Patiently waiting........they are so organized here considering how many people they process each day. There was a nurse who would call us into a small conference room every two hours during the surgery to tell us how it was progressing. This was being done for all the families there as well. Like I mentioned before, Dr. Vauthey came out after the surgery to tell us it went well. He said Deborah would be in recovery and would not be able to have visitors for a couple hours.

While we were waiting, this lovely group of carolers came through the waiting room singing some Christmas carols. It was a nice reminder of the Christmas Season. After about 3 hours they notified us that we could go back to see Deborah. She was in the PACU (post anesthesia care unit). This was a very large PACU with probably 40 or more patients recovering from their anesthesia before moving out to a room. Literally wall to wall bodies on rolling beds, but well organized bodies.

She looked so good! She was awake and talking, although sleepy from the residual drugs in her system. She was coherent and wanted to know what the surgeon had said and happy to know he said the remaining liver was completely cancer free. She said she had no pain and felt like she could get up and walk if she wasn't so sleepy. :) We were allowed to visit for 20-30 minutes and then she needed to rest.

Some of the medical buildings between our hotel and the hospital.

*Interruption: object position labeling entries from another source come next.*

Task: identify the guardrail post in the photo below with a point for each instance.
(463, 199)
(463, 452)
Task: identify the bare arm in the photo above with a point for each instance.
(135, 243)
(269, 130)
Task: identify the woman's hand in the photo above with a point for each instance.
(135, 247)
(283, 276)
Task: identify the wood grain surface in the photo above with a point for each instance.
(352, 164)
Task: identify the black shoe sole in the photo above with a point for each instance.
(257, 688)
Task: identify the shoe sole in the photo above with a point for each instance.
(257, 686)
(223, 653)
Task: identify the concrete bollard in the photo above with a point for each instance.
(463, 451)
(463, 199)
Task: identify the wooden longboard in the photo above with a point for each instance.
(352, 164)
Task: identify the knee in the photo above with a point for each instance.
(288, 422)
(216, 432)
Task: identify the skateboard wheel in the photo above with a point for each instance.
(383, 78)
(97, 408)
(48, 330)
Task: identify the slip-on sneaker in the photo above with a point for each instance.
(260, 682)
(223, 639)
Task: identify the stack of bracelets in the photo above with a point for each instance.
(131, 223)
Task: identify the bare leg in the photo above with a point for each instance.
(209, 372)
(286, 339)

After another hour or two Deb was moved from PACU to the PACU Transitional unit. The patients on this unit are closely monitored. She will only be here for one night and then will move to a regular surgical floor.

She asked me to take this picture! Earlier she had started to shiver, but didn't feel cold. The nurses brought her a bunch of warm blankets and wrapped her up, including her head. This did control the shivering, but she thought it was funny. She says she has minimal pain and feels good,

She has a charming and kind nurse named Rajamma who watches out for Deborah--keeps her IV's running smoothly and makes sure she is comfortable. Paul mentioned earlier how many skilled people had to be involved in everything that happened today from the surgeons, to the anesthesiologists, to the researchers, to the nurses, to the technicians and many more behind the scenes. Its a lot to think about and makes us feel so grateful for all these people and their dedication.

Day of surgery

Just a quick note to let you know Deborah made it through surgery with no complications. Dr. Vauthey just came out to tell us everything went perfectly. He was able to resect the liver just as planned. There were no surprises. The remaining left lobe is clean. No blood transfusions were required. She is in the recovery room now and cannot have visitors for a couple hours.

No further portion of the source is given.